DC Court of Appeals Rules on EPA’s Latest Effort to Regulate Recycling of Hazardous Secondary Materials


The first Resource Conservation and Recovery Act ( RCRA) solid waste definitional decision, the celebrated American Mining Congress v. EPA case, was decided exactly 30 years ago, and it reverberates to this day.

In American Petroleum Institute v. EPA, decided by the U.S. Court of Appeals for the District of Columbia on July 7, 2017, the Court of Appeals reviews the Environmental Protection Agency’s (EPA) latest effort to regulate the recycling of hazardous secondary materials in a way that is consistent with the RCRA. RCRA provides that only truly discarded materials can be solid wastes and perhaps regulated hazardous wastes. The Court of Appeals has now handed down its opinion, which, as befits RCRA, is very complex.

This is another decision that illustrates the powerful role the federal courts play in the proper interpretation of the environmental laws that apply to many industries, including the real estate and construction industries.

In 2008, EPA issued a rule that would relax certain recycling restrictions as being counterproductive because they subjected legitimate recycling practices to stringent RCRA hazardous waste regulation. One of the stated goals of RCRA is to promote legitimate recycling activities, but this has been a very difficult task for the EPA in view of the statutory definition of solid waste.

With the change of Presidential administrations, the 2008 rule was reviewed by the new officials at EPA and, in 2015, EPA’s revised RCRA recycling rules were issued, which considerably tightened the standards. The revised RCRA recycling rules were published at 80 F.R. 1694 on January 13, 2015. These rules were challenged by industry, and a number of environmental organizations which argued that EPA still went too far in relaxing its rules.

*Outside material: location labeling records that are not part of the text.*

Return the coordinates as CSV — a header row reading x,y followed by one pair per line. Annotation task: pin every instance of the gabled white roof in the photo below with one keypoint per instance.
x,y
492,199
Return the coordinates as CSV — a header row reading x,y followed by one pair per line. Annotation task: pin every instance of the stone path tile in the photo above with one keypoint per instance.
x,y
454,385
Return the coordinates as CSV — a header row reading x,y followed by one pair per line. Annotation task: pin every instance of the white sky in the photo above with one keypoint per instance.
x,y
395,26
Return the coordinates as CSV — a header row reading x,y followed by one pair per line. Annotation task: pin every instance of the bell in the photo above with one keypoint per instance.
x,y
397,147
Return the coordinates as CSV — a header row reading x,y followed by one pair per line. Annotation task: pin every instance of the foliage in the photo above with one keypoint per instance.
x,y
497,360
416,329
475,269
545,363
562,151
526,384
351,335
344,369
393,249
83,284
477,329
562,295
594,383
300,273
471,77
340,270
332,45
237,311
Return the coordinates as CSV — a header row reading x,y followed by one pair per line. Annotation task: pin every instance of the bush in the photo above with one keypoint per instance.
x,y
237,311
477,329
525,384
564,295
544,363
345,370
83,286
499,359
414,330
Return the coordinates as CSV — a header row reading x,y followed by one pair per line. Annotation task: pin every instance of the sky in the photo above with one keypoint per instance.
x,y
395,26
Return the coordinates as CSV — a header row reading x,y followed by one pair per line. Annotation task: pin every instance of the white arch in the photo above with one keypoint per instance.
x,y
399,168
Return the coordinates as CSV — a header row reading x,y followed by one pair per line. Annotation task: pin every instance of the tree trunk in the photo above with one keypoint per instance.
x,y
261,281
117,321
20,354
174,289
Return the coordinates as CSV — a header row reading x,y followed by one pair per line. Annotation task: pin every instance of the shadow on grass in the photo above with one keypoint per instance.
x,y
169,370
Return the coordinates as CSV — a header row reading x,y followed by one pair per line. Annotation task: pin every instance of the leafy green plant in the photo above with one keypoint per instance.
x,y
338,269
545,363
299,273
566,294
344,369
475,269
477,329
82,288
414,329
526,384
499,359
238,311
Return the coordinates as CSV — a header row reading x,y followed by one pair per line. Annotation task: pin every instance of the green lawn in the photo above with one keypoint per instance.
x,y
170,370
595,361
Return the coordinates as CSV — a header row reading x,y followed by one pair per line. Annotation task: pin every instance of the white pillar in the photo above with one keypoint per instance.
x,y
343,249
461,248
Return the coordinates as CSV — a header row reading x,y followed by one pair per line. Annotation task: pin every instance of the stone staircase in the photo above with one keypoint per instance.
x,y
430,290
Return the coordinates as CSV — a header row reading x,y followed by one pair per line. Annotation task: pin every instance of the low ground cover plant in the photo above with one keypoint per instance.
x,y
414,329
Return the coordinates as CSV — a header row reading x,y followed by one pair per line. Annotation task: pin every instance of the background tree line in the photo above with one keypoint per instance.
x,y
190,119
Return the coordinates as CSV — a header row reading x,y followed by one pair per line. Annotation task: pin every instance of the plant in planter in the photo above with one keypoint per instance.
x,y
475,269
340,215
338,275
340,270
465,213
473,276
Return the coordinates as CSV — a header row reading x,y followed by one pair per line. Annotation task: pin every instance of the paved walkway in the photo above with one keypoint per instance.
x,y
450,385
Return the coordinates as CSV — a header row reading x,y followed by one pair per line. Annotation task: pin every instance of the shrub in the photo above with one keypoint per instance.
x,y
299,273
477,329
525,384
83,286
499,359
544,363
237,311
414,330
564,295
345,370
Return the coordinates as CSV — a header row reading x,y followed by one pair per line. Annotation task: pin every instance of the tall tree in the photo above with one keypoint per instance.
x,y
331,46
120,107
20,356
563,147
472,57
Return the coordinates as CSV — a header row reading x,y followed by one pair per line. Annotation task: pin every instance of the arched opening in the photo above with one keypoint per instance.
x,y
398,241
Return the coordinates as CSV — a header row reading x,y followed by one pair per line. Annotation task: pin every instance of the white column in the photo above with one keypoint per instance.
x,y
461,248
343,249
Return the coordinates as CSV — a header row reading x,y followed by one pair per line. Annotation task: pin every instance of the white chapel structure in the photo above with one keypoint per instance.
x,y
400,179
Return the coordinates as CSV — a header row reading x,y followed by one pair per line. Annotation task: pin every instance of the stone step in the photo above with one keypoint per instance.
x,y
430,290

In essentially a 2 to 1 decision, the Court of Appeals (a) upheld most of EPA’s new “legitimate recycling criteria,” set forth at 40 C.F.R. § 260.43(a), except for factor 4 which the Court of Appeals held imposed unacceptably “draconian” conditions on recyclers; (b) vacated the Verified Recycler Exclusion set forth at 40 C.F.R. § 261.1(a)(24) with some exceptions; with some exceptions; (c) reinstated the 2008 “Transfer-based Exclusion” and vacated a recycling bar that affected spent catalysts. The arguments of the environmental petitioners were rejected, as was industry’s argument, mistaken according to the Court of Appeals , that the legitimacy factors should also be vacated as to Used Oil Recycling. The Court of Appeals describes secondary materials as “substances generated as the remainder of industrial processes: they include spent materials, byproducts and sludges.” The EPA’s 2008 rule excluded recyclable hazardous secondary materials from the definition of solid waste if the company that generated the material controlled the recycling processes or if the generating company transferred the materials to a third party off-site recycler it had carefully audited to ensure compliance with appropriate recycling practices.

The replacement rule issued in 2015 made a number of changes to the 2008 rule, but only four were litigated:

  1. the revision and expansion of the ”legitimacy factors” EPA uses to police “sham recycling” operations that are in truth another way to dispose of discarded materials;
  2. making “spent catalysts amenable to its own exclusion from strict RCRA hazardous waste regulation;
  3. deferring for another time whether to subject all previous regulatory exclusions (of which there are more than twenty) to the new 2015 conditions; and
  4. replacing the 2008 Transfer-based exclusion with the “Verified Recycler Exclusion.”

According to the Court of Appeals, all the parties agreed that some form of legitimate third party reclamation would be consistent with the statute, but EPA’s new advance administrative approval requirements were not adequately justified as required by the Administrative Procedure Act and many decisions of the DC Circuit.